A primeira foi a detenção do agente da CIA Raymond Davis sob a acusação de matar dois paquistaneses a sangue frio em Janeiro, a que se seguiu uma intensa pressão dos EUA para a sua libertação.
O segundo foi um ataque de drone em 17 de março, apenas um dia após a libertação de Davis, que foi inicialmente relatado como tendo sido um ataque a uma reunião de funcionários da rede Haqqani.
Descobriu-se que o ataque de drones matou dezenas de anciãos tribais e subtribais que se reuniram de todo o Waziristão do Norte para discutir uma questão económica.
Um antigo funcionário dos EUA admitiu que o ataque foi realizado porque a CIA estava “zangada” com o facto de Davis ter sido mantido na prisão durante sete semanas. “Foi uma retaliação a Davis”, disse o funcionário, de acordo com uma matéria de 2 de agosto da Associated Press.
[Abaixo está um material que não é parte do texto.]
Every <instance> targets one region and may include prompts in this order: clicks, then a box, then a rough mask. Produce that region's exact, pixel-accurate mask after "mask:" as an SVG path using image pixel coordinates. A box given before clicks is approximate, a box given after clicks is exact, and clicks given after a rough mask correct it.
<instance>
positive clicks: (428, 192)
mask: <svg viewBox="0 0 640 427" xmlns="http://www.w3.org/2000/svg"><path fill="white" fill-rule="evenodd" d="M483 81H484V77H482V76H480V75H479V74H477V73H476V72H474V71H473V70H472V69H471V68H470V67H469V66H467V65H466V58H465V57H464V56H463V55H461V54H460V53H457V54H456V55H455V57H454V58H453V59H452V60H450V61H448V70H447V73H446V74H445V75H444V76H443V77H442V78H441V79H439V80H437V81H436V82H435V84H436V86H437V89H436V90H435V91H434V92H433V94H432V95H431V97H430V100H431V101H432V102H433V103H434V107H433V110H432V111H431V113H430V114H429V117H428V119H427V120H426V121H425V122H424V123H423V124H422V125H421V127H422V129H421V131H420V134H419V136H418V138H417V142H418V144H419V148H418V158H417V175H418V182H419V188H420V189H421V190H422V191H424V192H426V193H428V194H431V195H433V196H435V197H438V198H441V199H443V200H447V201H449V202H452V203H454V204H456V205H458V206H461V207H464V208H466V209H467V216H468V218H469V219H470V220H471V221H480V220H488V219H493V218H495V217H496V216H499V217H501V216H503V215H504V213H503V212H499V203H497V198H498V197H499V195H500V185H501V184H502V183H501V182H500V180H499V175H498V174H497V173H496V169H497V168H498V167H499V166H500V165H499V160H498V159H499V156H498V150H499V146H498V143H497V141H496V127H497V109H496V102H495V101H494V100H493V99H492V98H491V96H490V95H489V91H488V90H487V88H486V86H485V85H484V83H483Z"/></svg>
Esse ataque ajudou a galvanizar a liderança militar paquistanesa. O chefe do ISI, Shuja Pasha, considerou isso um tapa na cara, porque ele interveio pessoalmente para tirar Davis da prisão. Kayani chocou os americanos ao emitir a primeira denúncia de ataques de drones feita por um chefe do Exército.
Quando Pasha foi a Washington em Abril, levou consigo a primeira exigência oficial paquistanesa de uma palavra igual nas decisões de ataque com drones.
Gareth Porter é um historiador investigativo e jornalista especializado na política de segurança nacional dos EUA. A edição em brochura de seu último livro, Perigos do domínio: desequilíbrio de poder e o caminho para a guerra no Vietnã, Foi publicado em 2006.